Give an $O(n+m)$-time algorithm to determine whether a given number is stored in a given $m\times n$ Young tableau. An $m\times n$ Young tableau is an $m\times n$ matrix such that the entries of each row are in sorted order from left to right and the entries of each column are in sorted order from top to bottom. Task has got simple solution (I saw answers after my algorithm), but I made my own. I am not sure about its time complexify.
Algorithm: Let $x$ – required number. Assume we have matrix $A$ $n\times n$ (if not we can split matrix). If $x > A[n][n]$ or $x < A[1][1]$ return false. If not, we can find with binary search $k: A[k][k]=x$ (return true) or $i,j: A[i][i]< x < A[j][j]$. Since tableau is Young, $A[j\dots n,j\dots n]>x $ and $A[1\dots i,1\dots i] < x$ so $x \notin A[j\dots n,j\dots n]$ and x $\notin A[1\dots i,1\dots i]$. Then we have two another matrixes with smaller size where $x$ may be: $A[1\dots i ,j\dots n]$, $A[j\dots n,1\dots j]$. $i^2+j^2$ (elements of throw matrixes) > $i*j + j*i$ (elements of new matrixes), so $T(n)<= 2T(n/2) + \theta(\lg n)$
I tried: At each recurrence step in the worst case (number not exist in matrix and two split points in the middle at each iteration) we have two matrixes to solve with size ~$n/2$. We also made binary search with diagonal elements so $T(n)=2T(n/2) + \theta(\lg n)$. By master theorem $T(n)= \theta(n)$.

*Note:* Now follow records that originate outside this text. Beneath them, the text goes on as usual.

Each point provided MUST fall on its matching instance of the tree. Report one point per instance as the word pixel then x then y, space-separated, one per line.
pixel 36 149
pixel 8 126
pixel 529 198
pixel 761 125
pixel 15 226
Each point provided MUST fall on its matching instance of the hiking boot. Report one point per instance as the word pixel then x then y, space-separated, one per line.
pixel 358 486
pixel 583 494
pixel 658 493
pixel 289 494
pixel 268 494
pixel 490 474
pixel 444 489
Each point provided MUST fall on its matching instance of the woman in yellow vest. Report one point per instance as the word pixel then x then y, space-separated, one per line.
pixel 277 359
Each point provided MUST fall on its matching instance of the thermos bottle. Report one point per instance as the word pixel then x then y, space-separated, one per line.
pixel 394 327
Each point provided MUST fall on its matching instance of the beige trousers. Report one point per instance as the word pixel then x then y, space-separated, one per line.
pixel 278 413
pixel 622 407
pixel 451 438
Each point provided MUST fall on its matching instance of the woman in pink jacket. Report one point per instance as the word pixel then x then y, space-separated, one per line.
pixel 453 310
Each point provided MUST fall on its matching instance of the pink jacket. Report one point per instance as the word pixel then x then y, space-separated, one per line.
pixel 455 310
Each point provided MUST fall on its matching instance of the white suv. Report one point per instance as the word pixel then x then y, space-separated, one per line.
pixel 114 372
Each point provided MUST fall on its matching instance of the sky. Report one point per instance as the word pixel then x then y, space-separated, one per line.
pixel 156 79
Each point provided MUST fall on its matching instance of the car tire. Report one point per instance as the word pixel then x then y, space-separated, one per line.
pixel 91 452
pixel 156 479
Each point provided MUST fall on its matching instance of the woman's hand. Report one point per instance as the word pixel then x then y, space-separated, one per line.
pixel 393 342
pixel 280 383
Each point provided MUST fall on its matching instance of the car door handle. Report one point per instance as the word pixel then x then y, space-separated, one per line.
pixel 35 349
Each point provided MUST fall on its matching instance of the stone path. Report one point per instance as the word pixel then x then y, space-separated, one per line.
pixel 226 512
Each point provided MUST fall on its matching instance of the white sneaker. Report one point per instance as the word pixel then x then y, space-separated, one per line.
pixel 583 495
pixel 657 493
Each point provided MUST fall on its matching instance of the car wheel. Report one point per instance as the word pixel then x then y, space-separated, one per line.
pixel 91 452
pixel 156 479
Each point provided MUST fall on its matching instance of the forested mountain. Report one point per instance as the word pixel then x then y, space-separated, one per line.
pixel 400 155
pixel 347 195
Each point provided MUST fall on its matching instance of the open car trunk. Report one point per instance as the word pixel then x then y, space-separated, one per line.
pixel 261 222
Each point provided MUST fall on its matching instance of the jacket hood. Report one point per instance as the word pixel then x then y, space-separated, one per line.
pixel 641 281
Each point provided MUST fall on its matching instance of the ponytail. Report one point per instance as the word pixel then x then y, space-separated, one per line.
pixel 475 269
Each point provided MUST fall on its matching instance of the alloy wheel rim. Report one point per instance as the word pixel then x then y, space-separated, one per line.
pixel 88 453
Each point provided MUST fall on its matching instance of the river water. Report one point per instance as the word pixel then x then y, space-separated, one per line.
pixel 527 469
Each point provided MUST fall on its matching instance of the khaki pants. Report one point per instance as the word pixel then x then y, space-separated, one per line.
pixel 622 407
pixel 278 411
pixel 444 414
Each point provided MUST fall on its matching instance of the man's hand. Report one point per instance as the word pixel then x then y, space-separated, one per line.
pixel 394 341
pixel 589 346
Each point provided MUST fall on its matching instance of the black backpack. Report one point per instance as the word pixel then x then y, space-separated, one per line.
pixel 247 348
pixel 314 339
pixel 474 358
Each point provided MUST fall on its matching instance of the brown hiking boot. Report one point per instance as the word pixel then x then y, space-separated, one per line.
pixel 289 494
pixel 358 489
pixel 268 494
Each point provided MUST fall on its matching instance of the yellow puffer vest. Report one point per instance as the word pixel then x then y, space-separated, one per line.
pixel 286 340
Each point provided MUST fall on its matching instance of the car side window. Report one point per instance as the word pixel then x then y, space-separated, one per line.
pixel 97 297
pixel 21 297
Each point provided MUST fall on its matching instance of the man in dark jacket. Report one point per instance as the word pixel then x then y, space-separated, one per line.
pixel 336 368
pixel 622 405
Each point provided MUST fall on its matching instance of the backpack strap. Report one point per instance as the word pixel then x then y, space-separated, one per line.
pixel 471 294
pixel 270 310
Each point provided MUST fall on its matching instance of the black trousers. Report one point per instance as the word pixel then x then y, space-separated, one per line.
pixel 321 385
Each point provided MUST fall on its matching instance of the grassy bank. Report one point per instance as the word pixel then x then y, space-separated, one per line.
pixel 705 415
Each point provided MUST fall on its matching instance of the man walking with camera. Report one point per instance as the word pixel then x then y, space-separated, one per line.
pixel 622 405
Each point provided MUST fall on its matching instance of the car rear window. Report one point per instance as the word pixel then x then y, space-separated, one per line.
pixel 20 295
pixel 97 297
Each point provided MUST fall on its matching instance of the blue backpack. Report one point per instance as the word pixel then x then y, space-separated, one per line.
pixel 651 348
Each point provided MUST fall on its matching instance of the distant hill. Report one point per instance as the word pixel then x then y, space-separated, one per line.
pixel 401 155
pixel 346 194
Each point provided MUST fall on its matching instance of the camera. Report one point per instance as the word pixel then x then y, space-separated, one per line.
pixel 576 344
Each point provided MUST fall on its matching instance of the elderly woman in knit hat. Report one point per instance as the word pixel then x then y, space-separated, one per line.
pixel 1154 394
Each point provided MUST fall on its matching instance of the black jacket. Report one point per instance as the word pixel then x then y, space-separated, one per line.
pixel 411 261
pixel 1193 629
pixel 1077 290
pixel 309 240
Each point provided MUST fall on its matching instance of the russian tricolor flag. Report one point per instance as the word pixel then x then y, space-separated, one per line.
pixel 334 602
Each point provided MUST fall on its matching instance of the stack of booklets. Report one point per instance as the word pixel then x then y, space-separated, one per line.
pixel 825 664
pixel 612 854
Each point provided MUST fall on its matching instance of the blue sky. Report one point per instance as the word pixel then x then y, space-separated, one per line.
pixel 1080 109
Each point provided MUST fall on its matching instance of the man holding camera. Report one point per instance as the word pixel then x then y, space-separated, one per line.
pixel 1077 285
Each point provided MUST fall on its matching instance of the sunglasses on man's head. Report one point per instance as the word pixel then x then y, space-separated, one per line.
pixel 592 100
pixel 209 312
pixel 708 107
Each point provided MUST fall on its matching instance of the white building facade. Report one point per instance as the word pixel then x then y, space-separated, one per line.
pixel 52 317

If split points not central then
So $T(n) = O(n)$ in base case.
Question:Is my analysis wrong?
Best Answer
No, your recursion may end up finding one extreme corner of the matrix as the "split" point and then your algorithm will be $\Theta((m+n) \log(m+n))$. The traditional approach to this problem to get your desired complexity is to test, say, an upper-left corner where everything to the right of the corner in the row is greater than, and everything below the corner in the column is less than. Then you either find your desired number at the corner, or you eliminate either one row or one column from the search. By continuing this way always testing corners, at most you have to test $m + n$ corners before all rows and columns are eliminated (in which case, your number is not in the table). So complexity is $O(m + n)$.